El segundo paso –y aquí llegamos a lo que sin dudas será la parte más controvertida de la exhortación- es emplear la clásica distinción de la Iglesia entre la calidad objetiva del acto moral y la responsabilidad subjetiva que el sujeto moral asume por cometer aquel acto (302). El Papa observa que mucha gente casada por la ley civil luego de un divorcio se encuentra a sí misma prácticamente entre la espada y la pared. Si su segundo matrimonio ha resultado fiel, vivificante y fructífero, ¿cómo podrían abandonarlo sin de hecho incurrir en más pecado y produciendo más tristeza? Esto no es, por supuesto, insinuar que su segundo matrimonio no es objetivamente desordenado, pero sí es decir que las presiones, dificultades y dilemas podrían mitigar su culpabilidad.
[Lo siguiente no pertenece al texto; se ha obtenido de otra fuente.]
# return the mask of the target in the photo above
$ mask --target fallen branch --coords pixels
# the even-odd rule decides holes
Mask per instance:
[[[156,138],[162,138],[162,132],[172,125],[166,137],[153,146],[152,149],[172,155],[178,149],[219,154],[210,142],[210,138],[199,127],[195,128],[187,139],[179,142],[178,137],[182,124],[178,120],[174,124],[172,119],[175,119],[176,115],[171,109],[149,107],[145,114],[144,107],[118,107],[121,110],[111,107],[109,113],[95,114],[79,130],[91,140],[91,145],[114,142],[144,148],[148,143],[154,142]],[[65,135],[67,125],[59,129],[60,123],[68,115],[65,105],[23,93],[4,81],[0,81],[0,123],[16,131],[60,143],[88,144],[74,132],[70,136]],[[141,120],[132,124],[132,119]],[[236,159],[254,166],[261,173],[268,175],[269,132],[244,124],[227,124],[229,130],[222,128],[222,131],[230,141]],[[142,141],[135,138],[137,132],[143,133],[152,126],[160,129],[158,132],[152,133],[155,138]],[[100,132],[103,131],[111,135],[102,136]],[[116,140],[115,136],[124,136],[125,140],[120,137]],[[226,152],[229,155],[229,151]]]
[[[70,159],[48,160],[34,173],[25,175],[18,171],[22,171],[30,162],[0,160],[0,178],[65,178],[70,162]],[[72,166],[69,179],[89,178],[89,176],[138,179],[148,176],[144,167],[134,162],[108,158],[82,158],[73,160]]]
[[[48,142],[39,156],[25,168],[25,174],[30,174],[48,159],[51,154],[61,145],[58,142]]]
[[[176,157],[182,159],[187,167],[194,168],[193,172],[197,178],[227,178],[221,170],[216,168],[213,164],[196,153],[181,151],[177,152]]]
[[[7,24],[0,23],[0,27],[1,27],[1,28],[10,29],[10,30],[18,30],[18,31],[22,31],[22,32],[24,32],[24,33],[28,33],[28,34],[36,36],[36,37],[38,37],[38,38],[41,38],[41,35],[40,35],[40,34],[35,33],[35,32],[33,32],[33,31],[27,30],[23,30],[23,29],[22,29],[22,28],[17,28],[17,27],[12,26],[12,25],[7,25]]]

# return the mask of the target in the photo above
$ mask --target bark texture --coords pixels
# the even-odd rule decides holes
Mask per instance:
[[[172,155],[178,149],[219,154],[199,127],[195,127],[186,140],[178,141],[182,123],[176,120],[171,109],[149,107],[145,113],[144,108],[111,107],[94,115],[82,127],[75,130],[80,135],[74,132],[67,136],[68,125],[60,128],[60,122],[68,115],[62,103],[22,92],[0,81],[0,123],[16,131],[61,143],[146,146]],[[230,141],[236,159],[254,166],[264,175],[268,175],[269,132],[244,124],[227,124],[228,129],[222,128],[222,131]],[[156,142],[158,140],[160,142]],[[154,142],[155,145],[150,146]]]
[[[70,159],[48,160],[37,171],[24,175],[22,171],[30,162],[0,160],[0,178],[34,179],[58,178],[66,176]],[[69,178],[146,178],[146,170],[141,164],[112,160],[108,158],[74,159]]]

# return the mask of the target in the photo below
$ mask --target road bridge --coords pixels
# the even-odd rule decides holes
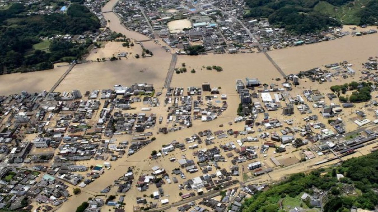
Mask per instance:
[[[167,74],[167,77],[164,83],[164,88],[168,88],[170,86],[170,82],[172,81],[172,77],[173,77],[173,71],[175,70],[177,62],[177,54],[175,53],[172,54],[172,59],[169,65],[169,69]]]
[[[210,4],[212,4],[211,2],[210,2],[209,1],[208,1],[208,3]],[[281,68],[280,68],[279,66],[278,66],[278,65],[277,64],[277,63],[276,63],[276,62],[273,60],[273,59],[271,57],[270,57],[270,55],[268,54],[268,53],[266,52],[266,51],[264,49],[264,48],[263,48],[262,46],[260,44],[260,42],[259,42],[259,41],[257,40],[257,38],[256,37],[256,35],[254,35],[253,34],[252,34],[252,32],[251,32],[251,31],[250,31],[249,29],[246,26],[245,26],[244,23],[243,23],[241,21],[239,20],[238,18],[235,17],[233,15],[231,15],[231,14],[229,14],[227,12],[221,9],[220,8],[218,8],[217,7],[215,6],[214,5],[213,5],[213,6],[214,6],[215,8],[216,8],[218,10],[222,12],[222,13],[228,15],[230,17],[231,17],[231,18],[232,18],[233,19],[236,21],[238,23],[240,24],[240,25],[242,25],[242,26],[243,28],[244,28],[244,29],[245,30],[246,32],[247,33],[248,33],[248,34],[249,35],[249,37],[251,37],[251,38],[252,39],[252,40],[253,41],[253,42],[254,42],[255,43],[256,43],[257,45],[257,48],[259,48],[259,49],[264,54],[265,57],[266,57],[266,58],[268,58],[268,60],[269,60],[269,61],[270,61],[271,63],[273,65],[273,66],[274,66],[274,68],[275,68],[276,69],[277,71],[278,71],[278,72],[280,73],[280,74],[282,75],[282,77],[283,77],[284,78],[286,78],[286,75],[285,74],[285,73],[284,73],[283,71],[282,71],[282,69],[281,69]]]
[[[66,71],[63,74],[63,75],[62,75],[62,77],[60,77],[60,78],[59,78],[59,79],[58,80],[58,81],[55,83],[55,84],[53,86],[51,89],[49,91],[48,93],[47,93],[48,95],[54,92],[54,90],[55,90],[55,89],[56,89],[57,87],[58,87],[58,86],[59,85],[59,84],[60,84],[60,83],[62,82],[62,81],[63,81],[63,80],[64,79],[64,78],[66,77],[66,76],[67,76],[67,75],[70,73],[70,72],[72,70],[73,67],[75,67],[76,64],[76,62],[74,62],[71,64],[71,65],[70,66],[70,67],[67,69],[67,71]]]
Aquí es donde el Papa aplica la distinción: “Por eso, ya no es posible decir que todos los que se encuentran en alguna situación así llamada «irregular» viven en una situación de pecado mortal, privados de la gracia santificante.” (301) ¿Podría entonces el ministro de la Iglesia, dejar de ayudar a esta gente, en la privacidad de un salón parroquial o en el confesionario, a discernir el grado de su responsabilidad moral? Nuevamente, esto no significa aceptar una mentalidad despreocupada del “todo vale”, ni negar que un matrimonio civil después de un divorcio es objetivamente irregular; significa encontrar, para alguien que sufre mucho, tal vez, un camino a seguir.

¿Terminará con Amoris Laetitia el debate sobre estos temas? Difícilmente. Pero sí representa un balance hábil e impactante de las muchas, y a menudo contradictorias, intervenciones en los dos Sínodos de la Familia. De esta manera, prestará un gran servicio a muchas almas sufrientes que se acercan al Hospital de Campaña.